Use the Writing Workshop for its intended purpose. <sermon> The Writing Workshop exists in our forum as a venue for you to work on your skills in identifying what works and what doesn't, what captivates and what is banal, what intrigues and what bores. Give critiques. Give them aplenty. I know not everyone agrees with this particular take on the matter, but I genuinely believe it's the only way. To quote the words of someone no longer with our community, others can explain to you, but no one can understand it for you. You have to do it yourself, through your own effort. Your own work is not the best place to do this because you wrote it. Had you thought there were a better way to write it, you would have written it that way, right? The work of others is safer, seperate from us, not prone to injuring our oh-so-fragile egos. And you didn't write it. You have no idea the thought process behind it, the nebulous brain-stuff that equals what I meant to get across as opposed to what actually came across. Don't be afraid that you will be ridiculed for your crits. Be selfish. Be self-serving. It's okay. Engage the crit as a learning process for YOU. At the end of the day we each leave here with only our own MS in hand, not the MS's of others. We are each here to improve ourselves through a combined effort. That is my sermon. Don't wait for others to give you advice. Give crits (either here or in another arena) as way of learning to advise yourself. </sermon>
I'm old and I still judge my writing harshly. Mainly because I feel my education is woefully inadequate so I struggle - really struggle to keep understanding the basics. It's also made worse because of all the nasty habits I developed and have had to break. Looking over my work I'm never quite sure whether I've succeeded or my grammar is undoing it all. My advice is to keep learning the basics and share your works on here in the workshop. The good thing about sharing on a writing site is that - we're strangers it won't sting as much, you're getting helpful advice, and when someone enjoys your work you know it's genuine not flattery. Plus, critiquing other works in the workshop lets you know you're not alone, others are making similar mistakes.

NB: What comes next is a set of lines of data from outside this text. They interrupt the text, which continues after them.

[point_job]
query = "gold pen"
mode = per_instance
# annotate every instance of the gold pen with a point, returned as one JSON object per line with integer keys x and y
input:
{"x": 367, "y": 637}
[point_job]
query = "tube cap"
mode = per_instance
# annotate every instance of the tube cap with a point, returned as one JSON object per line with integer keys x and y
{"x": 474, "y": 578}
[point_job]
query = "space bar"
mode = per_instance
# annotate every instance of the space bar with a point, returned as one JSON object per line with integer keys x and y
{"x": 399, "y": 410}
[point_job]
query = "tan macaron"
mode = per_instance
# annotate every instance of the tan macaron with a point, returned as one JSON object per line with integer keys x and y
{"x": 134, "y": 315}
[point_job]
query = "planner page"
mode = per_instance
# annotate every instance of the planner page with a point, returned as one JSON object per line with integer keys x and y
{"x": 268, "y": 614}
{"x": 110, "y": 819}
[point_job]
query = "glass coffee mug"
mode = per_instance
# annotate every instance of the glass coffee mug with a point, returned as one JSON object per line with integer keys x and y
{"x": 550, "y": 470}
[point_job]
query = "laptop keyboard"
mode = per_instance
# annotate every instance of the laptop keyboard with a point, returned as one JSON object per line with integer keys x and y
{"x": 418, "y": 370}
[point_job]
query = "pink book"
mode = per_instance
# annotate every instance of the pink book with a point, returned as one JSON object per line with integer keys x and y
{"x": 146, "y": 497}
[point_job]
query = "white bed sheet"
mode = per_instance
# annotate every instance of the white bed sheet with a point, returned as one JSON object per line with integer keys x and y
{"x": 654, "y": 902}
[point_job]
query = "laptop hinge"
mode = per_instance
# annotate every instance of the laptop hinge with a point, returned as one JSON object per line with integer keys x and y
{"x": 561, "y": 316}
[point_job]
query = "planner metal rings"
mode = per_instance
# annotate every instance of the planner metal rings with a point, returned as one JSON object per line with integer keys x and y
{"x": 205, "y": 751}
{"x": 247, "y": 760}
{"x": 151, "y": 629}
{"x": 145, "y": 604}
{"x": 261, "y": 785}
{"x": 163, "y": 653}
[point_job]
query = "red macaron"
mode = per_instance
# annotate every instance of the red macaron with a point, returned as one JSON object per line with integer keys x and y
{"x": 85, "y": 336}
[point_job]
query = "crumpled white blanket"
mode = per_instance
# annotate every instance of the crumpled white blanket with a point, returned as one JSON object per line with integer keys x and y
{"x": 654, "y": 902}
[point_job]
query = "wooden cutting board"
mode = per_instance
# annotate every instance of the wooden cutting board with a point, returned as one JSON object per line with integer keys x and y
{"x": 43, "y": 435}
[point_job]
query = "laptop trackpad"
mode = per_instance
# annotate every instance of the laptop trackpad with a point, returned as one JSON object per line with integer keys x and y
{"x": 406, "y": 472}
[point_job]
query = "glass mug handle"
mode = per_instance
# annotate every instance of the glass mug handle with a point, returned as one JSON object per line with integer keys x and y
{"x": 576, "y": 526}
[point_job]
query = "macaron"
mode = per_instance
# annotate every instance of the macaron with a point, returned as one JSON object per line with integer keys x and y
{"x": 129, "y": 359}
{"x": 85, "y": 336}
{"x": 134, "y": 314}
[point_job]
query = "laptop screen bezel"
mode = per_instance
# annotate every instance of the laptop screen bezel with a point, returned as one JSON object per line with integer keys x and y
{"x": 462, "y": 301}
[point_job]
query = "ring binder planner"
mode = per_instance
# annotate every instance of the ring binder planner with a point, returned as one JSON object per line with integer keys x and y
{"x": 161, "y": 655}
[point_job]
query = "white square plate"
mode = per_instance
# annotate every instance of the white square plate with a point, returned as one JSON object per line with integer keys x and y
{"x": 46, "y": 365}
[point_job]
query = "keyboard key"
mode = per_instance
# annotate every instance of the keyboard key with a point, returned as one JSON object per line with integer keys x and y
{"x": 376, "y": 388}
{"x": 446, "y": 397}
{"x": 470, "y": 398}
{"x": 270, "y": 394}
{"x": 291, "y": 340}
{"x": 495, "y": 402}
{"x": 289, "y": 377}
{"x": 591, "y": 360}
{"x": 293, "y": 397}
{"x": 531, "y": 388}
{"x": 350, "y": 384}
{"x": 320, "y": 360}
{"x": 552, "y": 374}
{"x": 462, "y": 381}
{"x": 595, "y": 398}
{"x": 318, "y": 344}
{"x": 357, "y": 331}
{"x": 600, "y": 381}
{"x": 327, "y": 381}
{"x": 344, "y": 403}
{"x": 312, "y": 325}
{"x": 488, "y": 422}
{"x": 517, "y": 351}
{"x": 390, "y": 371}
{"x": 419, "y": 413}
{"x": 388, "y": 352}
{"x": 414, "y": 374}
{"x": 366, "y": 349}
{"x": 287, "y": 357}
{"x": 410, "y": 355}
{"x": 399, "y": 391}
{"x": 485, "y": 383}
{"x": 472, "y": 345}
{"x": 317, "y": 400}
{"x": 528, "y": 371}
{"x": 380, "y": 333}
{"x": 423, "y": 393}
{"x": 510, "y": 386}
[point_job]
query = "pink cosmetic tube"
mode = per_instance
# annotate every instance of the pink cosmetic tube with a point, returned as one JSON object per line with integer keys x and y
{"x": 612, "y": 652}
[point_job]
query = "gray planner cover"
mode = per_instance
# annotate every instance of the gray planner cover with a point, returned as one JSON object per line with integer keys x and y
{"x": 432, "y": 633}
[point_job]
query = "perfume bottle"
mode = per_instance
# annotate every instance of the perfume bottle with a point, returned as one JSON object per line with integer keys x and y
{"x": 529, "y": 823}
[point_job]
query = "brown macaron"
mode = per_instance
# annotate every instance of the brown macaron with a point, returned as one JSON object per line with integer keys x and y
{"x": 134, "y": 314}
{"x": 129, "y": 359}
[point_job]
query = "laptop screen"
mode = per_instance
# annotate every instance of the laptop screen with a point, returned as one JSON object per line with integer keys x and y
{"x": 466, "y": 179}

I'm really self critical but how I feel about my writing depends on who I'm comparing myself with. I'm not afraid to share my work anymore, but I'm always very critical when I compare myself to writers I like and look up to. THinking I'll never be able to write like them. And I've been writing for years. I think that is something all writers feel at some point. We all have someone we look up to.
Honestly, that's how you become great. I don't know if the comparison part is necessary (there are unique geniuses), but detecting every single little error and fixing it is how improvement works.